Friday night at Joe Louis Arena during the first of six shows at the Red Wings' home — and his first area concert since 1996 — Brooks proved that fire still burns within him. His 23-song, 140-minute performance was surprisingly personal for a show of its size and a performer of Brooks' scale, and he toned down the production bombast in favor of strengthening his bond with the audience.

He made those connections almost immediately. Brooks, backed by his seven-piece band and three backup singers, hit the stage and was slapping hands with the front row within seconds, pointing to people in the crowd and interacting with his fans. A lot of performers point to members of the crowd, but Brooks locks in on fans, makes eye contact with them and holds it, so when he points you know he's pointing at you. It's a rare skill but Brooks is a master of it, and he consistently made the crowd of more than 17,000 feel much smaller than it was.

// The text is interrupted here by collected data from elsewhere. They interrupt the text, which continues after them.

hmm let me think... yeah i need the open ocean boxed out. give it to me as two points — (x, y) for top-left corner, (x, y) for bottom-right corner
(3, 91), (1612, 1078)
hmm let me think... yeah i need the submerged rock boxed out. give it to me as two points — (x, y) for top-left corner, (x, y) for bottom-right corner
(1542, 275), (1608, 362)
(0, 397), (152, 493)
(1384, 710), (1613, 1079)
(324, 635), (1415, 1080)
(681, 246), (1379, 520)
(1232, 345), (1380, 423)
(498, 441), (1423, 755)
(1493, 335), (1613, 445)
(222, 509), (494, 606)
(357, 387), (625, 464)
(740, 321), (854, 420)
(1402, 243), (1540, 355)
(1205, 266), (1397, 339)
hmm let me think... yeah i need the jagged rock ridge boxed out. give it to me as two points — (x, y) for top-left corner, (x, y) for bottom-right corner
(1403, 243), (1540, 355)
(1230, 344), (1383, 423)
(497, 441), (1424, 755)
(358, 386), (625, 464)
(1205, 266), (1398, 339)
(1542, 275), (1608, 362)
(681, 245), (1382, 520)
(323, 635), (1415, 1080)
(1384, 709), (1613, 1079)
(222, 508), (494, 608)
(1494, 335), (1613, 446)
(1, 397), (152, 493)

The setlist was packed with his mega hits from the '90s, songs that were so big you didn't have to be anywhere near a Garth Brooks album or concert to know them word-for-word. Brooks has been gone from music for so long it's easy to forget what a titanic force he once was, but the songs he rolled out one-by-one — "Rodeo," "Two of a Kind, Workin' on a Full House," "Unanswered Prayers," "The Thunder Rolls," "Friends in Low Places" — were potent reminders of his seismic impact not just on country music, but on music as a whole.

Brooks has a new album in stores, November's "Man Against Machine," and while he opened with the title track he did anything but force the new material down people's throats. "Do you remember the old stuff?" he asked rhetorically, and almost apologetically, before stepping right into "Rodeo." He basked in the crowd singing the words back to him, and there were moments when you could hear him yell "yeah!" even without the help of his headset microphone. He was full of playful energy, buzzing around the stage like a hyperactive toddler, at one point climbing the dome-like structure that surrounded the drum kit. If Brooks doesn't love-love-love performing, he fakes it extremely well.

There were no pyrotechnics on stage, no wires that allowed Brooks to fly around the arena, and even the light show was toned down. About as tricky as things got was when Brooks took two water bottles and shook them on the crowd and himself, and late in the show when the drums and the staging elevated on risers. Rather than gussying things up with bells and whistles, Brooks made sure the songs were the star. And he's got the catalog to back him up.

There were only a few missteps. Brooks is a proudly uncool guy, but his schmaltzy "Man Against Machine" single "People Loving People" is a facepalm of a song, and sounds like something Aldous Snow would have sang for his comeback effort in "Get Him to the Greek." And Brooks tried to make himself sound like too much of a man of the people when he said he would proudly pay the fines levied against him for playing past Joe Louis Arena's 10 p.m. curfew — a curfew that doesn't actually exist.

But he delivered everywhere else, and there was even a bit of magic in the air when near the close of the show he caught a jersey thrown to him from the crowd — a Detroit Tigers jersey, with his last name and the number 77 on the back. He donned the jersey for a show-closing duet with his wife Trisha Yearwood, who did a short 20-minute set in the middle of the show. They sang a sweet, intimate version of Yearwood's 1992 single "Walkaway Joe," a decidedly low-key way to end the evening. Yet it was fitting: Brooks, who has never been a quiet guy, showed he doesn't need to yell to get his point across. He can make just as much of an impression with a whisper.